When we detect an early relapse, we usually review the exercises, or correct a faulty habit (such as noncompliance with wearing a DBS). We may then choose to apply serial casts again. In some children, repeat surgery is required (a tenotomy, or a tendon transfer or both).

Some Frequently asked questions:

Club foot can be corrected at any age. The correction is best when the child comes to us at 7 days of age. With increasing age, the correction becomes more difficult,

When a child presents to us in the first month of life, the treatment is completed within 30 to 45 days.

This is called a relapse. Relapse is seen in approximately 10% cases. The cause often is abandoning the use of a Dennis Browne Splint. Sometimes the club foot is very severe and may come back in-spite of the best possible efforts. However, relapses can be treated very successfully by cast applications, and surgery. The highest chance of relapse is in the first 4 years of life.

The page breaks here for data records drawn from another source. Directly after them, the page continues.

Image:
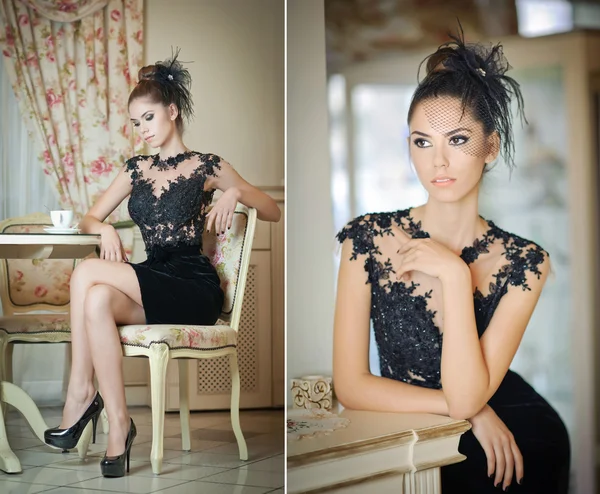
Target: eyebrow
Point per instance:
(134, 119)
(447, 134)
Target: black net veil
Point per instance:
(466, 96)
(174, 83)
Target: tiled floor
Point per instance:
(212, 467)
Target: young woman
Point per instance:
(170, 193)
(449, 293)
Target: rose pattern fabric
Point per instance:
(59, 72)
(37, 281)
(194, 337)
(222, 249)
(38, 323)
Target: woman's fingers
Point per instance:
(500, 463)
(491, 458)
(209, 221)
(510, 464)
(221, 222)
(519, 470)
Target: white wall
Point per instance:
(310, 241)
(237, 49)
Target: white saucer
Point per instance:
(59, 230)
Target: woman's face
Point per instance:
(449, 149)
(153, 121)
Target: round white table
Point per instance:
(37, 246)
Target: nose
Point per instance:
(439, 158)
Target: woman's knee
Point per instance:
(84, 274)
(98, 302)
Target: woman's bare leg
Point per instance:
(106, 305)
(86, 275)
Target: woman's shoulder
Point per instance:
(524, 255)
(514, 243)
(133, 162)
(211, 163)
(362, 229)
(371, 223)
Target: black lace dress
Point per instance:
(168, 203)
(407, 322)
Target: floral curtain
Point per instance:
(72, 79)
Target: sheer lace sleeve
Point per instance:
(132, 167)
(526, 259)
(212, 164)
(362, 231)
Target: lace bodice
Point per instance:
(407, 316)
(168, 201)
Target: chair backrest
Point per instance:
(230, 253)
(28, 285)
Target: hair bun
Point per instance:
(147, 73)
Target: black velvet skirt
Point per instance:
(540, 435)
(179, 285)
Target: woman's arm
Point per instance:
(230, 182)
(355, 386)
(118, 190)
(473, 368)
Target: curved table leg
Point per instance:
(15, 396)
(9, 463)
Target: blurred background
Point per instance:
(352, 69)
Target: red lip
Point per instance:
(450, 181)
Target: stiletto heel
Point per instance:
(68, 438)
(94, 424)
(114, 466)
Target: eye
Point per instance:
(421, 143)
(458, 140)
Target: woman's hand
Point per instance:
(111, 248)
(428, 256)
(501, 450)
(221, 215)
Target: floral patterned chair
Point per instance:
(230, 254)
(28, 287)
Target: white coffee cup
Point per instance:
(61, 218)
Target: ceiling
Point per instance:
(359, 30)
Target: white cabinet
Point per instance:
(261, 350)
(210, 382)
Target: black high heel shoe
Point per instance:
(114, 466)
(68, 438)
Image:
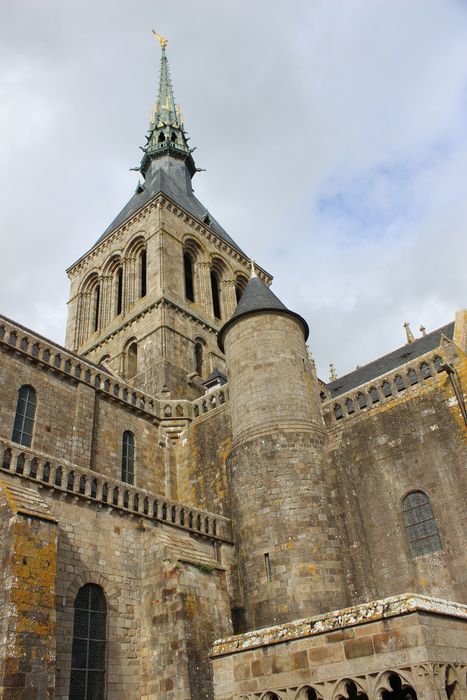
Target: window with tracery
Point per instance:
(128, 457)
(420, 524)
(24, 419)
(88, 655)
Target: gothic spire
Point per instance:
(166, 135)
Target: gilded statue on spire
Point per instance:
(162, 40)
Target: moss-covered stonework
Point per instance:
(29, 568)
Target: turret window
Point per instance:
(142, 273)
(216, 302)
(420, 524)
(188, 273)
(119, 300)
(25, 414)
(128, 457)
(97, 301)
(199, 357)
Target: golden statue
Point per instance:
(162, 40)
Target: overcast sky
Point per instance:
(333, 133)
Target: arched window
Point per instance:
(142, 273)
(399, 690)
(24, 418)
(420, 524)
(97, 301)
(131, 360)
(188, 273)
(199, 352)
(216, 300)
(240, 285)
(87, 678)
(128, 457)
(119, 291)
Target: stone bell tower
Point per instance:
(148, 299)
(286, 536)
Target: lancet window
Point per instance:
(128, 457)
(25, 413)
(88, 655)
(420, 524)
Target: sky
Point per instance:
(333, 134)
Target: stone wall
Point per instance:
(29, 568)
(406, 642)
(415, 442)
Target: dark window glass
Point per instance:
(420, 524)
(142, 266)
(87, 679)
(128, 457)
(188, 272)
(199, 358)
(132, 361)
(24, 418)
(119, 290)
(216, 302)
(97, 299)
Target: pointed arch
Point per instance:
(420, 524)
(23, 427)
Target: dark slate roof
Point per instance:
(257, 297)
(215, 376)
(171, 177)
(389, 362)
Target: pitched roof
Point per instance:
(256, 298)
(168, 176)
(388, 362)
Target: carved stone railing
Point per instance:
(210, 401)
(76, 482)
(59, 360)
(403, 380)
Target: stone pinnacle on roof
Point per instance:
(409, 334)
(258, 298)
(166, 134)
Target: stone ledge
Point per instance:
(339, 619)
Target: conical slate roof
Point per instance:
(258, 298)
(167, 165)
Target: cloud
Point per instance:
(334, 138)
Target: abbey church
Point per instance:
(189, 512)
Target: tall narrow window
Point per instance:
(188, 272)
(142, 273)
(131, 361)
(87, 678)
(420, 524)
(24, 418)
(97, 300)
(216, 302)
(119, 304)
(199, 350)
(128, 457)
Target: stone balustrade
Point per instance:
(383, 389)
(75, 481)
(209, 401)
(77, 369)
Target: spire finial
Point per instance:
(409, 334)
(161, 39)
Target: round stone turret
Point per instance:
(285, 532)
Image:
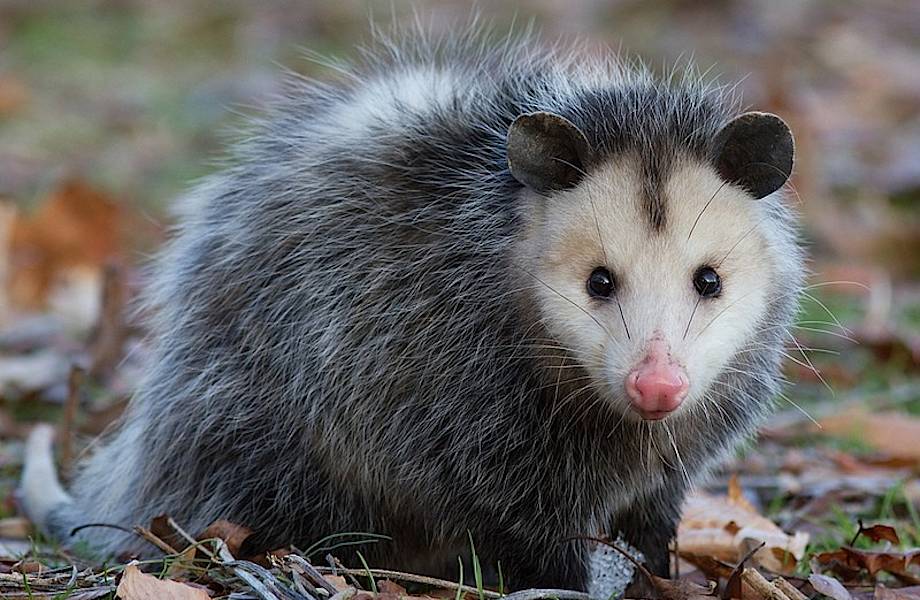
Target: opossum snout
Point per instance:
(658, 384)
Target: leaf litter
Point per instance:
(827, 509)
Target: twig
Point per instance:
(155, 540)
(763, 588)
(535, 594)
(345, 594)
(399, 576)
(74, 381)
(792, 592)
(312, 573)
(224, 556)
(111, 331)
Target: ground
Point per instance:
(108, 110)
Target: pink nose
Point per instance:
(658, 385)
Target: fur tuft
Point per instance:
(40, 491)
(348, 333)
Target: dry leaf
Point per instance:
(895, 434)
(906, 593)
(829, 586)
(852, 559)
(880, 532)
(233, 535)
(136, 585)
(726, 528)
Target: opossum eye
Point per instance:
(707, 282)
(600, 283)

The club foot does not affect the length of the limb of the height of a person. In severe CTEV, the affected foot is smaller than the opposite side, and remains so. However, the smaller foot does not cause any physical limitation to the child.

CTEV or Club foot is a common birth defect. It is present in 1 in every 1000 children. The defect is more common in boys. The cause is multifactorial.
Genetic defect that develops spontaneously may produce a club foot deformity.
A genetic anomaly causing club foot deformity when present in a parent or a sibling may cause a CTEV to develop.

No. Club foot is a rarely seen in Down’s syndrome.

Club foot may be associated with other genetic defects such as Trisomy 18. It may be associated with intraspinal pathology such as a meningo-myelocoele. It may be associated with arthrogryposis, or amniotic band syndrome.
In most cases, the cause is not known.